Category:

What You Need to Know About Generative AI For Contracts

This is some text inside of a div block.

By:

Brent Farese

,

August 19, 2025

Every business runs on contracts, yet the process behind them hasn’t changed much in decades. Drafting feels like busywork, reviews crawl along in inboxes, and by the time everything’s signed, you’ve spent more time chasing paperwork than moving the deal forward.

That’s starting to shift. Generative AI for contracts brings a different rhythm to the process. Instead of starting from a blank page, you get draft agreements in minutes, and AI contract review helps spot potential issues before they slow things down.

On top of that, risks are flagged early, documents are easier to manage, and your team can finally focus on decisions that matter rather than repetitive edits.

This article takes a closer look at how AI fits into the world of contracts—what it does well, where caution is needed, and how to use it in a way that genuinely makes the work lighter.
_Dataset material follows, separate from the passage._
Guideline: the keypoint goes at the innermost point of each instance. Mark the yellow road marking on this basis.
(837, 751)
If contracts have always felt like a bottleneck, this is what a modern workflow can look like.

What is Generative AI?

Generative AI is a type of artificial intelligence that can create new content instead of just analyzing existing data. Simply put, it learns from large amounts of information and produces outputs that follow the same patterns.
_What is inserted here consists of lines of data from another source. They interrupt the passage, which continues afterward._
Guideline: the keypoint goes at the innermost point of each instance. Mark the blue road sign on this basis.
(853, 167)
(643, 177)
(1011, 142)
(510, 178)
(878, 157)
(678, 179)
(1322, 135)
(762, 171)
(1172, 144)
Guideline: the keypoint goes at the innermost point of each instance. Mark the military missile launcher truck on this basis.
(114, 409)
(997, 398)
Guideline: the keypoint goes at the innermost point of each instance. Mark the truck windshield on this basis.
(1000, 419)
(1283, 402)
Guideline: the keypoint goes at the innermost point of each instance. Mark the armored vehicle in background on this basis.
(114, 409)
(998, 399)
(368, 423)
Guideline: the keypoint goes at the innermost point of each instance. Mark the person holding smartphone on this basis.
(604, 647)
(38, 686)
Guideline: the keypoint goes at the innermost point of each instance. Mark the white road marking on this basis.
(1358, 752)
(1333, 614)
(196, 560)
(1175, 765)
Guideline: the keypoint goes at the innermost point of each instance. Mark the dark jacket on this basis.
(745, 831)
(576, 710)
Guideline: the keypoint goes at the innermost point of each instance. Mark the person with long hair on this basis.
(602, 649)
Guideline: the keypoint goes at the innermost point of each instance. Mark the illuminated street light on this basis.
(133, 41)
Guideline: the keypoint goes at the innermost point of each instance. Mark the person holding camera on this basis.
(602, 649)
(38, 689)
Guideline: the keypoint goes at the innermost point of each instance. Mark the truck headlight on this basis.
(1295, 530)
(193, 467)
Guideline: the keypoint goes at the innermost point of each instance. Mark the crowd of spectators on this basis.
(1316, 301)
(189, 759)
When people talk about generative AI, they usually mean tools that can:

  • Write text like emails, summaries, or full contracts
  • Suggest edits to improve or adjust existing documents
  • Summarize information from long or complex files
  • Generate ideas for clauses or content based on past examples

In short, generative AI acts like a smart assistant that speeds up repetitive tasks and helps create draft materials you can review and refine.
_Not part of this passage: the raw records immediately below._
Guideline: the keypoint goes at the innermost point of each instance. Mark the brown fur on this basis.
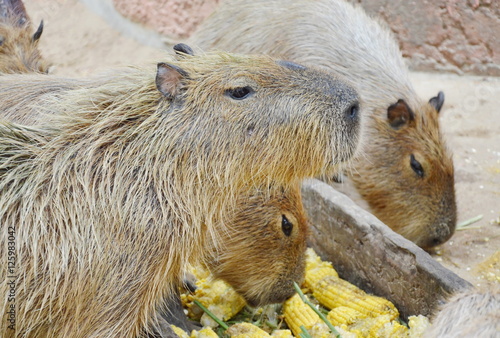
(119, 187)
(474, 313)
(19, 51)
(342, 39)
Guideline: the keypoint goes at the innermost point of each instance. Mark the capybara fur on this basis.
(472, 313)
(132, 177)
(406, 174)
(19, 52)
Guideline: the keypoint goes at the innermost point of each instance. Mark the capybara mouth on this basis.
(278, 295)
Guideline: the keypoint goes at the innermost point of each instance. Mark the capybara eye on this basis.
(240, 93)
(286, 225)
(416, 166)
(354, 111)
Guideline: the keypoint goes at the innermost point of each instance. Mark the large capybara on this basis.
(19, 51)
(473, 313)
(130, 178)
(406, 172)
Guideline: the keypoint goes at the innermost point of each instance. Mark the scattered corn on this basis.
(418, 325)
(316, 269)
(298, 313)
(282, 334)
(353, 312)
(206, 332)
(344, 315)
(216, 296)
(180, 332)
(246, 330)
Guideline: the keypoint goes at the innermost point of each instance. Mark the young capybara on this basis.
(19, 51)
(130, 178)
(473, 313)
(406, 174)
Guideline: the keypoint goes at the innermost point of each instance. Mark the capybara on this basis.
(132, 177)
(19, 51)
(473, 313)
(406, 173)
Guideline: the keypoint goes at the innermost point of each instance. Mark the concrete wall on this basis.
(460, 36)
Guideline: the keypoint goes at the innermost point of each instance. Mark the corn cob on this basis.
(216, 296)
(344, 315)
(316, 269)
(379, 327)
(297, 313)
(333, 292)
(246, 330)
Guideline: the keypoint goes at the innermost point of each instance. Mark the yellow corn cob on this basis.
(316, 269)
(378, 327)
(180, 332)
(344, 315)
(206, 332)
(333, 292)
(246, 330)
(218, 297)
(282, 334)
(418, 325)
(298, 313)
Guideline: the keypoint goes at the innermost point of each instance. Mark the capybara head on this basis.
(263, 249)
(19, 51)
(311, 119)
(408, 180)
(315, 33)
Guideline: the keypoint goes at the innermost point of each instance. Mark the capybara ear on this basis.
(437, 101)
(38, 32)
(14, 9)
(169, 79)
(399, 114)
(183, 49)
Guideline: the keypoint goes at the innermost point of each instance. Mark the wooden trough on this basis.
(369, 254)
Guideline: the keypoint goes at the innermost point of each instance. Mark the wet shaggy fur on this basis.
(473, 313)
(19, 51)
(342, 39)
(126, 181)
The Applications of Generative AI to Contracts

Now that you know what generative AI is, it’s time to see how it’s changing contract work:

Drafting and Reviewing Contracts

One of the main ways gen AI is used in contract work is for drafting and reviewing contracts.

Instead of starting from scratch, these tools can create a first draft by pulling from your templates, previous contracts, and approved clauses. This alone saves a lot of time and keeps your legal teams focused on improving the document rather than typing every line.

The technology behind it is powered by large language models. These models learn from thousands of legal documents, picking up on patterns, common terms, and the usual flow of agreements.

When you feed in the basics, like the parties involved, payment terms, or timelines, the AI produces a draft that’s already aligned with your typical style. Once the draft is ready, your team can focus on reviewing the sections that matter most.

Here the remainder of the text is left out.